Diagnostic et traitement de la Maladie du charbon à localisation palpébrale: à propos d’un cas et revue de littérature

 

Zouheir Hafidi1,&, Hanan Handor1, Mina Laghmari1, Najat Handor2, Lalla Ouafae Cherkaoui1, Samira Tachfouti1, Myriame Seffar2, Rajae Daoudi1

 

1Université Mohammed V Souissi, service d’ophtalmologie A de l’hôpital des spécialités, Centre hospitalier universitaire, Rabat, Maroc, 2Université Mohammed V Souissi, Laboratoire de bactériologie de l’hôpital des spécialités, Centre hospitalier universitaire, Rabat, Maroc

 

 

&Auteur correspondant
Zouheir Hafidi, Université Mohammed V Souissi, service d’ophtalmologie A de l’hôpital des spécialités, Centre hospitalier universitaire, Rabat, Maroc

 

 

Résumé

L´anthrax est une zoonose causée par le Bacillus anthracis . les humains contractent généralement cette maladie dans des régions endémiques, par contact direct avec des animaux infectés ou avec leurs produits contaminés. Les localisations palpébrales sont rares dans la pratique clinique et posent des problèmes de diagnostic différentiel. Les auteurs rapportent l'observation d'un patient admis dans un tableau de cellulite préseptale, avec escarre noirâtre étendue de la paupière supérieure et œdème extensif de l´hémiface, faisant suspecter une localisation palpébrale de la maladie du charbon. L'examen bactériologique a permis de confirmer le diagnostic. Le patient a bénéficié d´une antibiothérapie à base de pénicilline G avec une bonne évolution.

 

 

Introduction

La maladie du charbon est une anthropozoonose causée par un bacille gram positif nommé Bacillus anthracis. Cette affection peut atteindre les êtres humains lors d'une exposition à des animaux infectés, leurs tissus ou leurs produits, ou dans le cadre d'un bioterrorisme ce qui a suscité un intérêt croissant de cette affection auprès de l'opinion internationale en général et les professionnels de santé en particulier [1]. Bien que l'atteinte cutanée constitue la forme la plus fréquente, les localisations palpébrales restent très rares et posent des problèmes de diagnostic différentiel. Le diagnostic de certitude repose sur l'examen bactériologique. Mais il peut être évoqué devant un tableau d'œdème facial avec escarre noire. Le traitement à base de pénicilline G permet une guérison complète et évite les complications de cette maladie grave. La prévention passe essentiellement par la vaccination des troupeaux. Nous rapportons l'observation d'un cas d'anthrax à localisation palpébrale.

 

 

Patient et observation

Il s'agit d'un patient âgé de 25 ans, fermier de profession habitant la région de Sidi Kacem, connue comme zone d'endémie de la maladie du charbon, admis aux urgences dans un tableau de cellulite préseptale de l'orbite gauche.
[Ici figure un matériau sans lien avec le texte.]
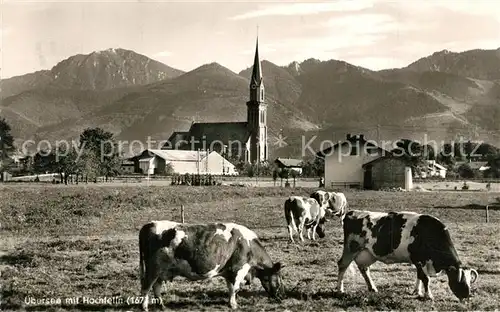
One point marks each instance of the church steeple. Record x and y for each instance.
(256, 78)
(257, 113)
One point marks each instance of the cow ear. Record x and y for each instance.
(277, 267)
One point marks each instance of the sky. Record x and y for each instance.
(374, 34)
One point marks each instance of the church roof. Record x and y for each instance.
(257, 69)
(220, 131)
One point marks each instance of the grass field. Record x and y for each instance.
(60, 242)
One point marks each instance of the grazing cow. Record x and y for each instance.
(403, 237)
(304, 212)
(335, 202)
(203, 251)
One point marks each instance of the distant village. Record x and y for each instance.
(354, 163)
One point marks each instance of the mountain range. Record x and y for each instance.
(443, 96)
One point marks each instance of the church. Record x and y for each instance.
(245, 140)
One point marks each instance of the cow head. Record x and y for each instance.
(460, 280)
(270, 279)
(336, 203)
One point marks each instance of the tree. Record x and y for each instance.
(275, 175)
(413, 152)
(313, 167)
(169, 169)
(103, 148)
(466, 172)
(6, 142)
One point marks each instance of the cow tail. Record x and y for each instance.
(144, 238)
(290, 220)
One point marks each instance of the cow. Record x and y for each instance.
(335, 202)
(203, 251)
(403, 237)
(304, 212)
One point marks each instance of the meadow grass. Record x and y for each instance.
(62, 242)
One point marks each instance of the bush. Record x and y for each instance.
(466, 172)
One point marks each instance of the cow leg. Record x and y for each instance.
(301, 229)
(290, 232)
(233, 284)
(426, 281)
(364, 260)
(314, 230)
(418, 288)
(149, 280)
(157, 292)
(343, 264)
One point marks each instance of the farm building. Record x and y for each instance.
(156, 161)
(344, 161)
(289, 163)
(435, 170)
(127, 166)
(384, 172)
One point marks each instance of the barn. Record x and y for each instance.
(289, 163)
(155, 161)
(344, 161)
(385, 172)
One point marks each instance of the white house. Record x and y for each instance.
(155, 161)
(436, 170)
(290, 163)
(344, 162)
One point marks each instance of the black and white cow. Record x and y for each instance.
(304, 212)
(403, 237)
(203, 251)
(335, 202)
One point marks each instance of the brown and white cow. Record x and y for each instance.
(335, 202)
(203, 251)
(304, 212)
(403, 237)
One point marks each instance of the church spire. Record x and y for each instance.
(256, 78)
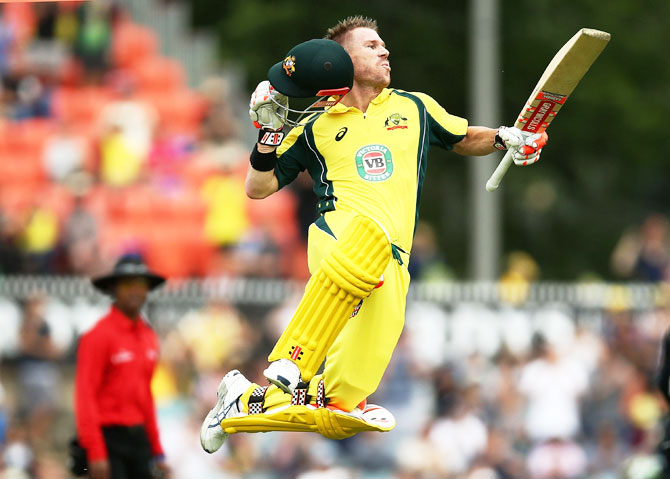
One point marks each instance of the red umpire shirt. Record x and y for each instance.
(115, 362)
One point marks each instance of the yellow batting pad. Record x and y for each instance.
(346, 276)
(333, 424)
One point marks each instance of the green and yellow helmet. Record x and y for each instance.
(315, 68)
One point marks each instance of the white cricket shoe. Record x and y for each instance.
(232, 386)
(284, 374)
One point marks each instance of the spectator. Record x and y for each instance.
(552, 386)
(127, 130)
(38, 373)
(65, 153)
(94, 38)
(114, 408)
(644, 254)
(557, 459)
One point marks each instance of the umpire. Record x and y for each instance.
(114, 408)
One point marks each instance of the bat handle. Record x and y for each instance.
(500, 171)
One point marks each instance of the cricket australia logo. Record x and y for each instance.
(289, 65)
(374, 163)
(395, 122)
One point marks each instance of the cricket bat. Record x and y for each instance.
(559, 79)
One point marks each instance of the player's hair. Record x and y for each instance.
(339, 31)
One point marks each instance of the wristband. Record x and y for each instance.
(498, 142)
(270, 138)
(263, 161)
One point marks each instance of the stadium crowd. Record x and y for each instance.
(105, 150)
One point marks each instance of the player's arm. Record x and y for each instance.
(276, 160)
(261, 184)
(478, 141)
(267, 110)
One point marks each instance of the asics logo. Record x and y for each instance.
(341, 133)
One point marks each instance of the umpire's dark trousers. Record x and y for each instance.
(128, 452)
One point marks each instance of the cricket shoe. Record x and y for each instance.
(284, 374)
(232, 386)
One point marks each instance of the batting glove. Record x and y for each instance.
(525, 146)
(263, 111)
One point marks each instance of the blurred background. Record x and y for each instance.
(123, 128)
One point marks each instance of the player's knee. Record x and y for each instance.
(357, 262)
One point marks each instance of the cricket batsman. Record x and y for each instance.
(367, 155)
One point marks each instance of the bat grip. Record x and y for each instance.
(496, 177)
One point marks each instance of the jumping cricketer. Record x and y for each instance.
(367, 155)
A l'interrogatoire il n'y avait pas de cas similaires dans l'entourage mais il y avait un cas de mort suspecte au sein du bétail bétail. Le début de la symptomatologie remontait à vingt-quatre jours avant l'admission par l'apparition d'une papule au niveau de la paupière supérieure gauche suite à la piqure d'un insecte non identifié, puis apparition d'un prurit et de signes inflammatoires à type de rougeur et d'œdème palpébraux ; l'œdème s'est ensuite progressivement étendu à la paupière inférieure, empêchant l'ouverture palpébrale, puis à l'ensemble de la région temporale et jugale ; une grande vésicule a ensuite pris place en regard de l'ancienne papule qui s'est rapidement rompue laissant place à des croutes noires. Les signes généraux se sont limités à des céphalées modérées sans notion de fièvre avec un état général bien conservé.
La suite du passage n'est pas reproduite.